FThe Consent Order provides that Lake Elsinore reduced the potential penalty in part by undertaking remedial measures. Specifically:
Lake Elsinore implemented a new AML program and has also completed several external independent reviews—including an expansive transactional analysis—after FinCEN opened its investigation. These independent tests, conducted after the Relevant Time Period, indicated significant improvement in, or remediation of, many of the deficiencies identified by FinCEN’s investigation. Lake Elsinore implemented several remedial corrective actions including providing training to its staff and hiring outside qualified third parties to supplement and support the work conducted by the compliance department.

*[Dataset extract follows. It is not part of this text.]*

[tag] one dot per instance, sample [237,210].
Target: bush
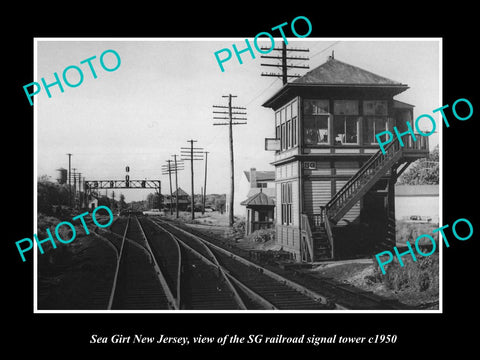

FinCEN observed an increase in CTR and SAR filing volumes after the Relevant Time Period.
Finally, Lake Elsinore must hire a qualified independent consultant, approved by FinCEN, to review the effectiveness of its AML compliance program and recommend enhancements and modifications in a report submitted to Lake Elsinore and FinCEN. Lake Elsinore then must either adopt and implement these recommendations or propose alternatives within 30 days.